高校部(東進)
フグについてのお話③
こんにちは、東進日野校の坂井です。
今日も前回に引き続きフグのお話をします。今回でフグの話題は最終回です。
前回、フグ毒は生物濃縮によってフグの体内に蓄積されていて、孵化したての個体は無毒である、というお話をしました。
TTXを作る微生物を始点にして生物濃縮されているのなら、そのような微生物のいない環境でフグを孵化させて飼育するとどうなるでしょうか?
結論を言ってしまうと、内臓にも、皮膚にも、筋肉にも、血液すべてが無毒の、完全無毒個体が出来上がります。
つまり普通なら有毒な部位であっても、毒を気にすることなく食べることが出来ます。
これを利用した産業があります。
栃木県那珂川町では、海はありませんが豊富な温泉水資源を利用し、完全無毒トラフグの陸上養殖をしています。通称「温泉フグ」と呼ばれています。温泉フグを開発した大学教授の話を聞いたことがありますが、天然物と比べても勝るとも劣らずなかなか美味しい、とおっしゃっていました。普通なら食べられない肝も食べられるし、とも。

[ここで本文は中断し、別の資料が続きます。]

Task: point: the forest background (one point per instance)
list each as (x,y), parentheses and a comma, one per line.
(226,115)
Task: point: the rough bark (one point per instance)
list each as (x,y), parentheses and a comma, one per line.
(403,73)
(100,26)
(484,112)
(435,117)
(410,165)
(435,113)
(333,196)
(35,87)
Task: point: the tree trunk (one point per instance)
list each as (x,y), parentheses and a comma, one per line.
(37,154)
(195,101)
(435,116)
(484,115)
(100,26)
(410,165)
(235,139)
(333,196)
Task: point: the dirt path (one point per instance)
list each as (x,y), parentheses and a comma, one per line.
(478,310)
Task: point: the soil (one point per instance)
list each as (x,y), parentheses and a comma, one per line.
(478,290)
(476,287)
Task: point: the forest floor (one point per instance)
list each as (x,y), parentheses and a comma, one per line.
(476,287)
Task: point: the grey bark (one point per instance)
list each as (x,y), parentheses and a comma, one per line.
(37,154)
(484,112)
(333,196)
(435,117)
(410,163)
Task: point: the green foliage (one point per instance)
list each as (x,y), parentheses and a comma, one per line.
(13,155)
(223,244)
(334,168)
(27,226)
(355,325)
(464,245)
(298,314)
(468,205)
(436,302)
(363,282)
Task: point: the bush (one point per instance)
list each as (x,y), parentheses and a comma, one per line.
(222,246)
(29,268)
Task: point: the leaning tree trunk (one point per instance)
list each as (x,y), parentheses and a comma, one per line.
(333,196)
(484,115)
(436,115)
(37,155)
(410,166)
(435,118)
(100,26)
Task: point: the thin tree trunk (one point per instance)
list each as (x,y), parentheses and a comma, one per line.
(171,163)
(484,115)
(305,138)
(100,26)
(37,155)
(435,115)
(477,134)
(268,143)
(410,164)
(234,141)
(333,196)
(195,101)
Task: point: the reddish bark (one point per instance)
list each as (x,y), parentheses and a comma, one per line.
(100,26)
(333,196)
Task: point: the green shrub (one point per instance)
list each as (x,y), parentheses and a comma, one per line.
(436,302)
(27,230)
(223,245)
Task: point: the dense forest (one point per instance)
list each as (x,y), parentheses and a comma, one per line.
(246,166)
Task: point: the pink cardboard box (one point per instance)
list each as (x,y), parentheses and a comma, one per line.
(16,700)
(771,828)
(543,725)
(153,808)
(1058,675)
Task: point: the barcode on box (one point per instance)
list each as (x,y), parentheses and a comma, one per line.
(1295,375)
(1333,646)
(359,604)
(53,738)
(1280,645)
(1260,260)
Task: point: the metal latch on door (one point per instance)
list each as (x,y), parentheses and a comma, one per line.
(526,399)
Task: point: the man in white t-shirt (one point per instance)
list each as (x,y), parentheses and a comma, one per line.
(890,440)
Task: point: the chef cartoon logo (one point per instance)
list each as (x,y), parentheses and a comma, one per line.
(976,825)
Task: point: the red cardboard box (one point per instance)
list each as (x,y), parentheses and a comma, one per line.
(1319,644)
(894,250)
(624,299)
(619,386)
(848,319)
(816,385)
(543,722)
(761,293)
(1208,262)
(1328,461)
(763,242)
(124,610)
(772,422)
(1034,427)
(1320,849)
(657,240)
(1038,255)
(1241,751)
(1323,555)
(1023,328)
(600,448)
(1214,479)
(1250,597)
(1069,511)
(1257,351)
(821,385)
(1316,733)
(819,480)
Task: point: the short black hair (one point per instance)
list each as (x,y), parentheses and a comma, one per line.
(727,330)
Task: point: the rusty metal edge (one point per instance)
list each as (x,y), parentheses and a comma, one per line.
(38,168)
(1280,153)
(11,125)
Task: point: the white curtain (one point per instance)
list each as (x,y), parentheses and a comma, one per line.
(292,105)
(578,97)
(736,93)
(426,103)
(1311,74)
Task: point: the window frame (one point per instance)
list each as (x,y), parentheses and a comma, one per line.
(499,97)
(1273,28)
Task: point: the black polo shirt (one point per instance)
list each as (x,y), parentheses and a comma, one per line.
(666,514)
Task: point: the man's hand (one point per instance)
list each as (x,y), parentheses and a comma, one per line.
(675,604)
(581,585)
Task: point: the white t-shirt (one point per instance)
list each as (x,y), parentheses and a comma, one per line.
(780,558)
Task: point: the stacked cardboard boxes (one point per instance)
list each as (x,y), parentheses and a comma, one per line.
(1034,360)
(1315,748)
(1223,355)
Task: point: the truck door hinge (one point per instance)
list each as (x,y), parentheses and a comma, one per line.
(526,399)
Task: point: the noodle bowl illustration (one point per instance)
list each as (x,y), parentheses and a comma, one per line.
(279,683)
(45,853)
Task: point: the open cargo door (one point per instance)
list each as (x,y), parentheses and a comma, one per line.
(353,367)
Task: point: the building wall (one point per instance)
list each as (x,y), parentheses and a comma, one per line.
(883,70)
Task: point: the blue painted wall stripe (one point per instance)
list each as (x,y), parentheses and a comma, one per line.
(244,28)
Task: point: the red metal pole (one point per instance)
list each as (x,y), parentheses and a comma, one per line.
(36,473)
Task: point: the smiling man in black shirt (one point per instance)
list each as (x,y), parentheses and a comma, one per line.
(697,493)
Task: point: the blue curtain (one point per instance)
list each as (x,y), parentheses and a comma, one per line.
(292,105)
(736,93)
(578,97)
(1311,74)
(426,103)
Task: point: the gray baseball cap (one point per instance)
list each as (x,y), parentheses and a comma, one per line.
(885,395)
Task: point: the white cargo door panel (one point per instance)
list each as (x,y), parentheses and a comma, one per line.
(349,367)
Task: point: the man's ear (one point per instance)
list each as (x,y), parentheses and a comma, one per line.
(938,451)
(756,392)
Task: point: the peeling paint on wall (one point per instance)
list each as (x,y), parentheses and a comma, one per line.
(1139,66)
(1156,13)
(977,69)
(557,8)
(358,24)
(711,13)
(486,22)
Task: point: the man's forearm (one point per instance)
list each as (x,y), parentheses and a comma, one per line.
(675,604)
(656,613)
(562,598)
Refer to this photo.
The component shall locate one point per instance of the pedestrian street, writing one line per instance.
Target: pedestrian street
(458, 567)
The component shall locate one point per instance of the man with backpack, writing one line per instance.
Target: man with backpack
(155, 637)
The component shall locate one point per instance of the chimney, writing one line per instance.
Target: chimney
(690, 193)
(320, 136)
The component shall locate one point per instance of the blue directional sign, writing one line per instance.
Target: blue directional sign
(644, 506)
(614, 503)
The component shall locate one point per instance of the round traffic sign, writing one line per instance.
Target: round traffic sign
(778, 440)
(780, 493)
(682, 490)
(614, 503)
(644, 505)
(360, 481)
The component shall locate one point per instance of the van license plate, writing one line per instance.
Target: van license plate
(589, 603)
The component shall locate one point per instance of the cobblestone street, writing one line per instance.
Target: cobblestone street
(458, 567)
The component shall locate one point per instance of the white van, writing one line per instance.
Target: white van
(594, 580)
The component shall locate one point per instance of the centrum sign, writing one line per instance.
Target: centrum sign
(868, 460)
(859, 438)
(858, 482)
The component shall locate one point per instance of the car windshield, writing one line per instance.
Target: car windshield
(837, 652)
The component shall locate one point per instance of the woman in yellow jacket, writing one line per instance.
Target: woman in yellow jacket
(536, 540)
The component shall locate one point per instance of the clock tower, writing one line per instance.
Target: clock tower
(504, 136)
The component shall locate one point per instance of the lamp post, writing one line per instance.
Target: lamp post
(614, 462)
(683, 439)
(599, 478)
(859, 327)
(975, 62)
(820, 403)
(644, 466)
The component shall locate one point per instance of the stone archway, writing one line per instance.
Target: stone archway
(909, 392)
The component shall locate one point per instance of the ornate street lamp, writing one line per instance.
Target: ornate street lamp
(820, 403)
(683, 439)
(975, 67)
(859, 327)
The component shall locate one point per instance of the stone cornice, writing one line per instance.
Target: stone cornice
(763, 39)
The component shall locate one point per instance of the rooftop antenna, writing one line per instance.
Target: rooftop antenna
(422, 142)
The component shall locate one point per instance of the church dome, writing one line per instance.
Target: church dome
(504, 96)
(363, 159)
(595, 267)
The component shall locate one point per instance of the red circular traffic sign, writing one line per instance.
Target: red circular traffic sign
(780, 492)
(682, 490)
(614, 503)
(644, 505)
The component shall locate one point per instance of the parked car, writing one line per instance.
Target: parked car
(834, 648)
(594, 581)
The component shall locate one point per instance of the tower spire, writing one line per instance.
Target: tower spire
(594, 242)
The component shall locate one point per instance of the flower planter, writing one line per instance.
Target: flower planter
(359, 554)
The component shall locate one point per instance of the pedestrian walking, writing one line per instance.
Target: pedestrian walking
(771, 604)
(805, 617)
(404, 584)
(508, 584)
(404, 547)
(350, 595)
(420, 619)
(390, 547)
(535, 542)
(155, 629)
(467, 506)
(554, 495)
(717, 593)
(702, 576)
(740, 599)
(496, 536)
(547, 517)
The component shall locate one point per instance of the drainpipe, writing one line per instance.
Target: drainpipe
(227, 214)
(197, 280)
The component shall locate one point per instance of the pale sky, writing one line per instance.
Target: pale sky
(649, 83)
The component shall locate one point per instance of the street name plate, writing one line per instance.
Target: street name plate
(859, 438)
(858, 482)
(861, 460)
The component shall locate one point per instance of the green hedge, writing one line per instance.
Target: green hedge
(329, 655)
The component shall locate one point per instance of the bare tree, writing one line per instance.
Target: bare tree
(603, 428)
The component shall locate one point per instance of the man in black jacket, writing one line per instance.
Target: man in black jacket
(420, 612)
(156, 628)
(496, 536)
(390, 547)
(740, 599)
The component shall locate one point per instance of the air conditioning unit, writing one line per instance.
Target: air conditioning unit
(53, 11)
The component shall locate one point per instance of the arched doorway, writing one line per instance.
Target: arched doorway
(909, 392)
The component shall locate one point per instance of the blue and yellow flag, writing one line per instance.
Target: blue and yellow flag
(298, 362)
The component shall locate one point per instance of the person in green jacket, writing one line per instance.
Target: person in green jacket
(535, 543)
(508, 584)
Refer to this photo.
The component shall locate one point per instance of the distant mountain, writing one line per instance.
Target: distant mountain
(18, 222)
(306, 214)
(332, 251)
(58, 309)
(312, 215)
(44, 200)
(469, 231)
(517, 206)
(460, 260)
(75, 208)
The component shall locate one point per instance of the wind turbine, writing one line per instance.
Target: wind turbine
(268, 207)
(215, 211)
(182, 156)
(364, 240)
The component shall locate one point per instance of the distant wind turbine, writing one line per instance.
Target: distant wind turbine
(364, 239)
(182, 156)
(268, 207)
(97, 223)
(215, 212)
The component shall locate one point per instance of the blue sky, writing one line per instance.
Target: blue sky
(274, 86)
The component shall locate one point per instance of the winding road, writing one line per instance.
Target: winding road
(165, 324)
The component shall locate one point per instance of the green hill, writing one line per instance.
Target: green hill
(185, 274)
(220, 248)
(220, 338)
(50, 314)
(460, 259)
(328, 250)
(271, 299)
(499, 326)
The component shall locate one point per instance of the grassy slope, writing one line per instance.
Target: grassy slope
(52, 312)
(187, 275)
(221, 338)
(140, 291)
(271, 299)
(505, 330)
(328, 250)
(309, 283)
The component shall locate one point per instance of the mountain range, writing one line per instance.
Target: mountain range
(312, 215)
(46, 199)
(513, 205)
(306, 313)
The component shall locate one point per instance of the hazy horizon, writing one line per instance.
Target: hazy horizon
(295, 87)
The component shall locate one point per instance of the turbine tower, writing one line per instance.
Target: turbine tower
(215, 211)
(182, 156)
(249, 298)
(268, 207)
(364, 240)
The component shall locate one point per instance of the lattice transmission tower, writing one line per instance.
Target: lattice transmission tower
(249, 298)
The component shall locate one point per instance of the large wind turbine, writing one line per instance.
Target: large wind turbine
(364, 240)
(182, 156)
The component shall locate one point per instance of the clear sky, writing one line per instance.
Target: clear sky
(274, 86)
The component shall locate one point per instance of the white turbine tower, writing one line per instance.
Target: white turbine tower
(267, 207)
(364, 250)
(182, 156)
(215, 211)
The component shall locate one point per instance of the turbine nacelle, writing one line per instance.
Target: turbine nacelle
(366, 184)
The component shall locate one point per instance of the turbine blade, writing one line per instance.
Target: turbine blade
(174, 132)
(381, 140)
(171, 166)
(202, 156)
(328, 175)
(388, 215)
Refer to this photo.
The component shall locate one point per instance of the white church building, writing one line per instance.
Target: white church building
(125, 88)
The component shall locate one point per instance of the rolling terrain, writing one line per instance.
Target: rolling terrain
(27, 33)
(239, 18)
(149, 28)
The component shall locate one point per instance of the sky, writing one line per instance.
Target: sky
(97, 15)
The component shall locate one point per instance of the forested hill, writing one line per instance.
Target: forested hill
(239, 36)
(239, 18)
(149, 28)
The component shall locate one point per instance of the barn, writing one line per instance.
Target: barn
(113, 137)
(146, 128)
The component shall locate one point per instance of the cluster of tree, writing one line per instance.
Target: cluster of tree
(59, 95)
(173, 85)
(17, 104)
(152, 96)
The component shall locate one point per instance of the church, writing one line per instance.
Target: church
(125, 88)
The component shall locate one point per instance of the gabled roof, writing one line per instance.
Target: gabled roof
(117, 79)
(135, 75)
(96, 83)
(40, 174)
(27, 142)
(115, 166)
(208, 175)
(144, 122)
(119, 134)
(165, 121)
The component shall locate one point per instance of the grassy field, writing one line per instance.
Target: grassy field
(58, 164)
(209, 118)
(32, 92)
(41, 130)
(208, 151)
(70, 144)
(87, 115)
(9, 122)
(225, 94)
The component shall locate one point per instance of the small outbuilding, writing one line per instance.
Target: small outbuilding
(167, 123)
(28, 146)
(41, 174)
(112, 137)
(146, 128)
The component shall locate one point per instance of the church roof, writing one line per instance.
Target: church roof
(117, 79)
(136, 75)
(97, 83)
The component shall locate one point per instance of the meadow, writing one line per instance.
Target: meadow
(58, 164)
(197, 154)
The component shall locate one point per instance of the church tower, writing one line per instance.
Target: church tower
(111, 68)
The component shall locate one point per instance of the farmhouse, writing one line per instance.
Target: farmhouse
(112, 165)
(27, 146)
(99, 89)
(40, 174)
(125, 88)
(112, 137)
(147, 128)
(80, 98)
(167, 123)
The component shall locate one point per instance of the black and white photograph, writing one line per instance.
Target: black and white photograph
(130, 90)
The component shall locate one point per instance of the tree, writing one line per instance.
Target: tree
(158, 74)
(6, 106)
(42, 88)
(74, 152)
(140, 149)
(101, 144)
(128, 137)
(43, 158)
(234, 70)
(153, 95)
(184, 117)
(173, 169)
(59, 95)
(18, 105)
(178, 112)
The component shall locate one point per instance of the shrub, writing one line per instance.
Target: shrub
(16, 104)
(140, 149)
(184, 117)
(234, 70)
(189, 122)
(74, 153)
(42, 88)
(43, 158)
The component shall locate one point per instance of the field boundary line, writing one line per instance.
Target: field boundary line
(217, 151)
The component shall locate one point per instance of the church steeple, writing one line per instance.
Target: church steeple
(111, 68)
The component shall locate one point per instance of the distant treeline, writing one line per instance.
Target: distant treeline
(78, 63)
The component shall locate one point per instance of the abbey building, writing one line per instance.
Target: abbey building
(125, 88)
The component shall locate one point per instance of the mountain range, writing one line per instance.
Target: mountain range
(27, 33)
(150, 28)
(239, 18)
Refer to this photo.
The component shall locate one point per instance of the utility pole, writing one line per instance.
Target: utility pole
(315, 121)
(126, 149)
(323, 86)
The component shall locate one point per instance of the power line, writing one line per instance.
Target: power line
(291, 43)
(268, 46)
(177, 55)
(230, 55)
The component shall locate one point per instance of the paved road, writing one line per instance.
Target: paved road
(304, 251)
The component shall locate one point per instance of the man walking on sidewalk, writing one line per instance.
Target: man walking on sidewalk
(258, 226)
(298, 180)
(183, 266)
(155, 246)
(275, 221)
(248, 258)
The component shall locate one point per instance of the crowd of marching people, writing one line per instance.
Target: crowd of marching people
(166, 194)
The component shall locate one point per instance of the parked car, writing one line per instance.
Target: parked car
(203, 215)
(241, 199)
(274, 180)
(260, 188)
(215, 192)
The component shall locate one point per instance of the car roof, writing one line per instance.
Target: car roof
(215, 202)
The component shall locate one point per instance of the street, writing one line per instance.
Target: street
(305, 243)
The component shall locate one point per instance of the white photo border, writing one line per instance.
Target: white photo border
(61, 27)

特にこれといった名産品も少ない地域で、思いもよらない新たな産業を生み出すことができ、地域活性につなげられる、これは科学の大きな存在意義の1つだと思います。
ぜひ、好奇心をもって科学に向き合ってみてください。もしかすると、新しい夢や人生の選択支が見つかるかもしれませんよ。
大げさですかねw
では、フグのお話はこの辺で終わりにしましょう。なかなか夢のあるお話だったと思うのですが、いかがだったでしょうか。